A dramatic day from the get-go. This trailhead begins in a residential dead end and we weren’t sure where to park so we parked under some power lines hoping our car would still be there when we came back with all the windows still in tact. We knew there would be some weather rolling in later and given that this was potentially our final summit on the NH48 list, we were hyper focused and rather intense as we headed up the Carter-Moriah Trail in the dark with headlamps lighting our way.
This trail does not waste anytime. It just starts straight up and we huffed our way up until we reached a more moderate grade and could catch our breaths before finding our rhythm. It wasn’t long before we were on a tree covered ridge and could start to see Pinkham Notch through the trees.
We made our way up to the rock slabs and ledges described in the guide book which afforded excellent views of the northern presidentials. As the wind picked up and the temperatures dropped, I became concerned about my clothing choices and wondered if I had enough layers with me. The trail dipped and climbed and we were high up on a ridge for a while pushing forward to stay warm and beat the potential thunderstorms. Every so often the trail would become sheltered from the wind and we took refuge in these wind breaks to refuel ourselves with water and food.
About an hour from the summit, the weather really began to change and we watched the views of the surrounding mountains slowly become clouded as we became socked in. We were both nervous about it but we pushed on moving as quickly as we could while still being careful climbing up the steep rock slabs and making sure to add and take off layers as often as necessary to stay dry and warm.
We then came upon the summit sign for Mt Moriah with an arrow to the actual summit. We looked at each other in disbelief before heading up. As we came around the corner to the exposed large rock boulder summit of Moriah the wind was whipping fiercely and we paused and looked at each other again with a bit or terror. We dropped our packs and our poles and braved forward finding the summit marker and embracing as we leaned into the wind. We took some pictures and videos and exclaimed before ducking back into the safety of the trees and finding a very sheltered nook just below the summit to recover and eat and drink and laugh soak in this summit and prepare for a safe decent.
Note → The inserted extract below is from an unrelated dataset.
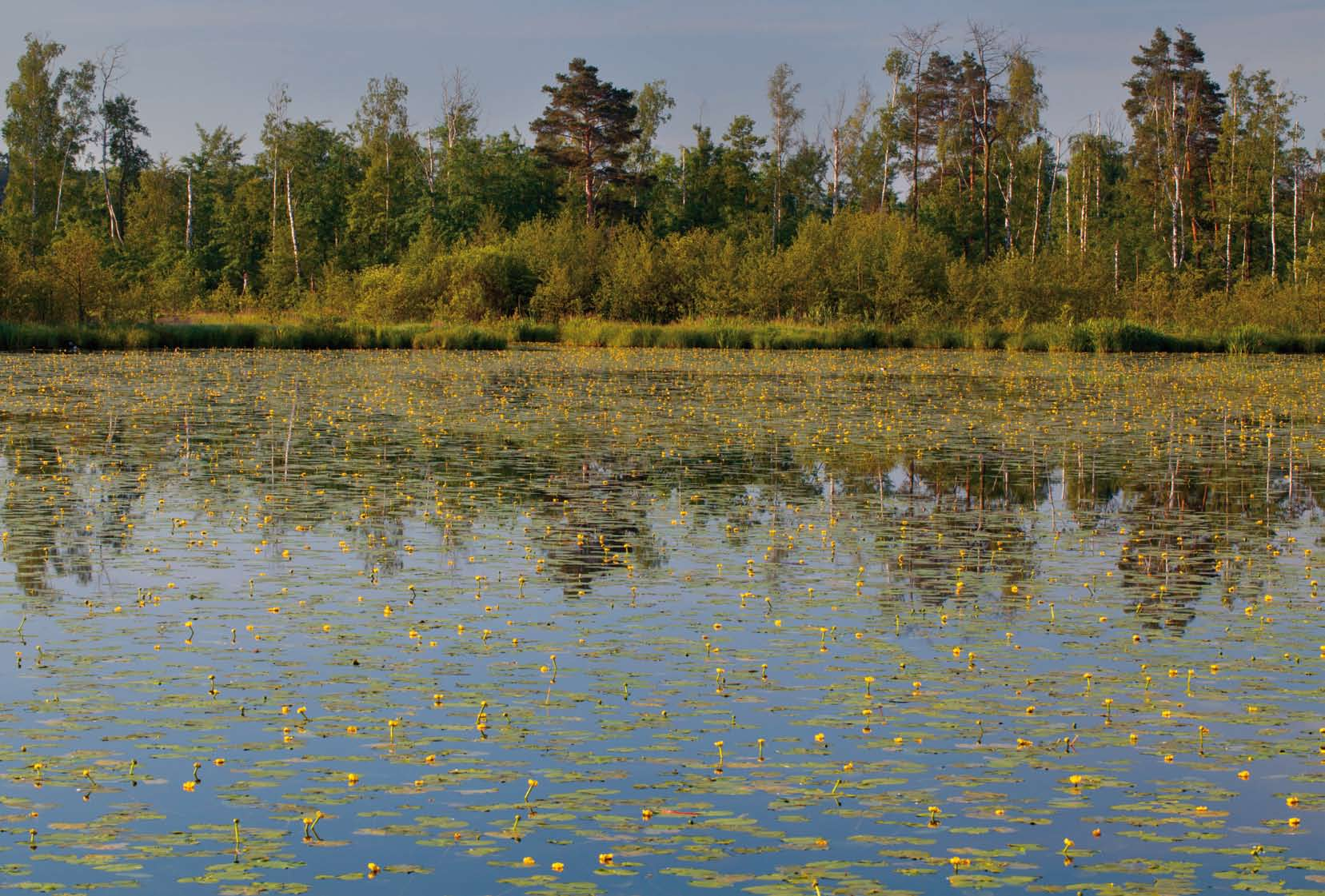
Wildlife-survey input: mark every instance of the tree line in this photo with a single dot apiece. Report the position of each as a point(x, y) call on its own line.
point(944, 197)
Climbing down the rock slabs was scary and slow but not as sketchy as we anticipated and we were able to move down the mountain quickly stopping to rest more than half way down at some exposed rock slabs where the the presidentials came back into view. As we snacked and rested our knees, Mount Madison went in and out of the clouds from across the valley and we watched as the clouds formed together and darkened over them. Not a moment later, we felt the first few rain drops and quickly gathered our packs and continued down the mountain praying that the heavier rain wouldn’t come until we were off the rocks and safely under the shelter of the lower tree canopy. We were lucky and we made it down safely and by the time the rain really picked up were were less than a mile from the car and not very wet at all.
Our car was intact where we left it and we drove south thru Pinkham Notch unable to fully absorb that we had just finished the list. We stopped at Joe Dodge Lodge to change and rest and look around their little store. We didn’t linger long because we were starting to tank so we headed to a diner for some celebratory pancakes and hot coffee which brought us back to life and we sat in the booth for a while looking at pictures, laughing and reminiscing of the last few days and the last few years of our adventures hiking the NH48 together.